A neighborhood is defined by the bars it keeps. This may sound completely absurd to some. But in the South End, its an absolute truth. Its a neighborhood that runs from classy to gritty to trendy in mere blocks. A place where Victorian brownstones abut an unapologetically modern loft building, and it works, albeit not without some controversy. Now, think about our neighborhood eating and drinking establishments. For every new trending hot spot, there’s a watering hole that can be summarized in one word, “institution”.
But this is so much more than gentrification. The fabric of the South End has been woven over the past 100+ years by an intricately diverse groups of residents, workers and industry. Much of our neighborhood’s history and future can be told by the lives of those walking in and out of our local barrooms.
Last Thursday night, the South End Historical Society partnered with Stephanie Schorow, author of Drinking Boston, Jerry Foley, renowned owner of J.J. Foley’s, and journalist Dave Wedge for a panel discussion on cocktails, the South End and the history made here. Much of the conversation focused on the history of J.J. Foley’s itself. A bar founded in 1909, J.J.’s holds the title of the oldest family owned and operated bar in the United States. J.J.’s is located in, to some, what’s considered an ‘up and coming’ part of the South End on East Berkeley Street. Interestingly, the street used to be called Dover Street before the L train which towered over Washington was torn down.

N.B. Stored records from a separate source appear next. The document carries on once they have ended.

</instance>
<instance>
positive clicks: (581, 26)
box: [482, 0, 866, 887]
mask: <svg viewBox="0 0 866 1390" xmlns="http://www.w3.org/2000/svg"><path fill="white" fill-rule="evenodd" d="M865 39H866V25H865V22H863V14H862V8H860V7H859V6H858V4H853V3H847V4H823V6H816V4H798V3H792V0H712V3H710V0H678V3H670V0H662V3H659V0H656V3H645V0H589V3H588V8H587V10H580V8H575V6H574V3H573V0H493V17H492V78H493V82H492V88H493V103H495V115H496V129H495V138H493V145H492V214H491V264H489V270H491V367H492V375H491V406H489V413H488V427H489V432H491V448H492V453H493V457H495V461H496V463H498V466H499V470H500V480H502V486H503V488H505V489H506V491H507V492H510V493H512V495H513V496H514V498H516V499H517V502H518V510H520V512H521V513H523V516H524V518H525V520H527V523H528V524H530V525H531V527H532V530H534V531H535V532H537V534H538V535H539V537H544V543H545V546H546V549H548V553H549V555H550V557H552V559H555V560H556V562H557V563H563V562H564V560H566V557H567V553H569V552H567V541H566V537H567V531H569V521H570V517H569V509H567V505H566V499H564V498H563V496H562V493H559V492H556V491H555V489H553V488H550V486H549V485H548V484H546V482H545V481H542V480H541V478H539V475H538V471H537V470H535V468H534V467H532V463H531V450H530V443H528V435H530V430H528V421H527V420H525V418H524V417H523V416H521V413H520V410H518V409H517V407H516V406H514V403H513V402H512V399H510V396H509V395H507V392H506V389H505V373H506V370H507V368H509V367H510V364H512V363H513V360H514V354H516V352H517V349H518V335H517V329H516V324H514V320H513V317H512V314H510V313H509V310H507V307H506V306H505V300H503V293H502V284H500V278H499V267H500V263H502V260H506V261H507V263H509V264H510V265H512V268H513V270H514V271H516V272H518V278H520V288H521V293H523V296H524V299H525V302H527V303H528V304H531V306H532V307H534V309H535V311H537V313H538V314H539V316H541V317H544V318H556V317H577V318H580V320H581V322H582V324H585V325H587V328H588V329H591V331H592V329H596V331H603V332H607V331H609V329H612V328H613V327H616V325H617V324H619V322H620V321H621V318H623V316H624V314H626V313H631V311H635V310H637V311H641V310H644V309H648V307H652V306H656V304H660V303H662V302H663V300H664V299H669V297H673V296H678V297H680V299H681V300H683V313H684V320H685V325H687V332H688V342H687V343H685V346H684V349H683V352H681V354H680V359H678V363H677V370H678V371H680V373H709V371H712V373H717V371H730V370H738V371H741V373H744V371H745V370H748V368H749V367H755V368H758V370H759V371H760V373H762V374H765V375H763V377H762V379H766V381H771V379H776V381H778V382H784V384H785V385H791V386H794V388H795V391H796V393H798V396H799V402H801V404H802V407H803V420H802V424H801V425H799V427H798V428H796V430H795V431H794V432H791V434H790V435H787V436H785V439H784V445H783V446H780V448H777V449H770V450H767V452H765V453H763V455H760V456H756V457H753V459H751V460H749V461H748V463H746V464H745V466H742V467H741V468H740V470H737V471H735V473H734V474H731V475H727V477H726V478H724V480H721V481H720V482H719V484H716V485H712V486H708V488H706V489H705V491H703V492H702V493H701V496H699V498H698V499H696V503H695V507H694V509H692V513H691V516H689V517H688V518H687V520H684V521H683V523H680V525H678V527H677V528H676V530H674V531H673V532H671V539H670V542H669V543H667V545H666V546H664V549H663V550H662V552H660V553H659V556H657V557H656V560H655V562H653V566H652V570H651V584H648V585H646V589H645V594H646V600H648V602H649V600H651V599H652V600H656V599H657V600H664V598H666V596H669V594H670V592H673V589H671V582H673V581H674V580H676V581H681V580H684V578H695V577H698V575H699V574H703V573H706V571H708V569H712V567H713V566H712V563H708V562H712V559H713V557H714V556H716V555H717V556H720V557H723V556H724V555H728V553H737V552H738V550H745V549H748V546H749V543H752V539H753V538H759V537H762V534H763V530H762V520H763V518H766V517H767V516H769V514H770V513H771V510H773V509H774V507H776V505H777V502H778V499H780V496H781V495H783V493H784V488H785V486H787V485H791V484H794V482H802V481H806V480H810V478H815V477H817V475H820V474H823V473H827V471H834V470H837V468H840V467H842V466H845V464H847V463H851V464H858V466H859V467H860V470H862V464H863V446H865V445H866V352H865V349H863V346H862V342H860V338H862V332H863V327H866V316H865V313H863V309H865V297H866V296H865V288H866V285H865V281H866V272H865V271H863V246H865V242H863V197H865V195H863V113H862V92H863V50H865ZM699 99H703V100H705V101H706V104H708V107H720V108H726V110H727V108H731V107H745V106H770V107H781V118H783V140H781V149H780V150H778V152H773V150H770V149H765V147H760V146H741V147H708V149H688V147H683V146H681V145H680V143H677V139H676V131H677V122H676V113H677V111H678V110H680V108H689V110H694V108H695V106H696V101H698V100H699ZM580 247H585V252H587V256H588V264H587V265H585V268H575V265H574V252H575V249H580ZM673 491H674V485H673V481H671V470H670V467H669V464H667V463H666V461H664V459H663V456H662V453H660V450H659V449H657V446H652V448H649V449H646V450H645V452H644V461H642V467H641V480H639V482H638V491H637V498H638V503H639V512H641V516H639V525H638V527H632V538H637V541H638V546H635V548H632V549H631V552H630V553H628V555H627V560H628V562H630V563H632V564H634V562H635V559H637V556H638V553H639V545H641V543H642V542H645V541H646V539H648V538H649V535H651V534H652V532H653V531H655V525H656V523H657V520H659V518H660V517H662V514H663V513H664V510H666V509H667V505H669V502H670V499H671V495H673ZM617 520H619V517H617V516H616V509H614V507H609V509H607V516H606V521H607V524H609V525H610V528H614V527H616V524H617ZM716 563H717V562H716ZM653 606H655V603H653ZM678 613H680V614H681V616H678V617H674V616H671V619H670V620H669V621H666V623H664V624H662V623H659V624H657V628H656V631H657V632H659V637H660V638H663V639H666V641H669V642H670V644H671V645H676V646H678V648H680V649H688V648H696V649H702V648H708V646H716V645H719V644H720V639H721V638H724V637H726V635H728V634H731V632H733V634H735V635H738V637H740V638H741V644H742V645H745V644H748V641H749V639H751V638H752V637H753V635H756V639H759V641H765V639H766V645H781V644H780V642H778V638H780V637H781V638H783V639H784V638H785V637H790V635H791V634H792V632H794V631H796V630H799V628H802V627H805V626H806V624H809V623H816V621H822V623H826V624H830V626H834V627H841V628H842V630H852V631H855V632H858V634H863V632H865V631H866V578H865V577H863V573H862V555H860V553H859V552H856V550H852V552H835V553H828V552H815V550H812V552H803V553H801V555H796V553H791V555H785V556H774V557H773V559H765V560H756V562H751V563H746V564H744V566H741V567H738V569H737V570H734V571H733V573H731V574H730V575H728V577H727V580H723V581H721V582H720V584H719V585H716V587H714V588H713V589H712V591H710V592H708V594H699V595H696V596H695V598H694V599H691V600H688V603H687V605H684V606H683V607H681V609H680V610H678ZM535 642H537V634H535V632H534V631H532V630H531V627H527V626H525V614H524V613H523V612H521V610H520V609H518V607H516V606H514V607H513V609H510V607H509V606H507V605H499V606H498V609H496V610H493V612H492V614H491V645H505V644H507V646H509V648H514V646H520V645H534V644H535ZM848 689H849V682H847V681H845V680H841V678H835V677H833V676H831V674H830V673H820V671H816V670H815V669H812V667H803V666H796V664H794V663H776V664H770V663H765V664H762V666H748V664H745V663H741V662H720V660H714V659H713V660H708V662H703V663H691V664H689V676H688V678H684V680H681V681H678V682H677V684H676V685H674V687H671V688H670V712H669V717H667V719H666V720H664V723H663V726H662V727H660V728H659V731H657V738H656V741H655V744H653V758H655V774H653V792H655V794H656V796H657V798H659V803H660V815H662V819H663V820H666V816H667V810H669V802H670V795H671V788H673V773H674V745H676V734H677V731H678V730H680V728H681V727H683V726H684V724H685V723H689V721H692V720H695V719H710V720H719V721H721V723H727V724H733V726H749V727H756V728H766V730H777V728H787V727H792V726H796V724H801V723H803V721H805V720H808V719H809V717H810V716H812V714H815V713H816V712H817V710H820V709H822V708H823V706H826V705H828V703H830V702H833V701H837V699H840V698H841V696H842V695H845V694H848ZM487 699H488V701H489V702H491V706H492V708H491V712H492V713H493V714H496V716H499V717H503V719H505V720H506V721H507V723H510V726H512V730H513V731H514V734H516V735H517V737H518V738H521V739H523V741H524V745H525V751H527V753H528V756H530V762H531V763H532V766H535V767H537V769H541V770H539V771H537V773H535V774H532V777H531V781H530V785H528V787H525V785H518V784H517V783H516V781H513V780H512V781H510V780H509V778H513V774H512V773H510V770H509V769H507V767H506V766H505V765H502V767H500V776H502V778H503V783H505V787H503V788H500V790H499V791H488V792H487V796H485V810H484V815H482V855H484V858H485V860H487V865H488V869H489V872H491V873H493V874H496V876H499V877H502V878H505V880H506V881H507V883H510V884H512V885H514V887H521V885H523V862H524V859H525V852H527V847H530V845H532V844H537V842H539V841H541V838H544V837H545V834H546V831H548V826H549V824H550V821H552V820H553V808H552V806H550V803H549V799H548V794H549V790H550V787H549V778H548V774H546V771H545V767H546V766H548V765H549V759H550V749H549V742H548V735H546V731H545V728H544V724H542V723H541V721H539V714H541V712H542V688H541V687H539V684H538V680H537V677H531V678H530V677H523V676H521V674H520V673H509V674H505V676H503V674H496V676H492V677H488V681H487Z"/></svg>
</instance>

You’d need to write volumes to truly capture the history this bar has seen and made. The Boston Police strike was decided upon right upstairs. Through prohibition, Mr. Foley told us with a wink that his grandfather the bar’s founder, “never missed a day of work in his life.” Very recently, after the marathon bombing suspects were captured last April, many of Boston’s finest met there to reflect on the events of the week with their comrades. Bars across the US called into JJ’s that night, buying rounds for our local first responders.
This is a bar that’s seen a lot of change in the South End in the past century, and will continue to do so. One of the bigger real estate developments in progress in downtown Boston is “Ink Block” located on the former site of the Boston Herald. What will soon be luxury condos and a brand new Whole Foods Market was once the newspaper’s offices. Dave Wedge, a panelist who was a former Boston Herald reporter recalled arriving to work with the sounds of the printing presses whirling in the morning, and shortly thereafter the printers left for J.J. Foley’s for their breakfast, our happy hour, and apparently could, for a time, even cash their paychecks there.
When I asked Jerry Foley what he saw in the future for the South End, he said “it will be like Manhattan”. When asked if that was a good thing, he replied, “it depends if you like Manhattan”. Luckily, even Manhattan has a place for great neighborhood ‘institutions’ like J.J. Foleys.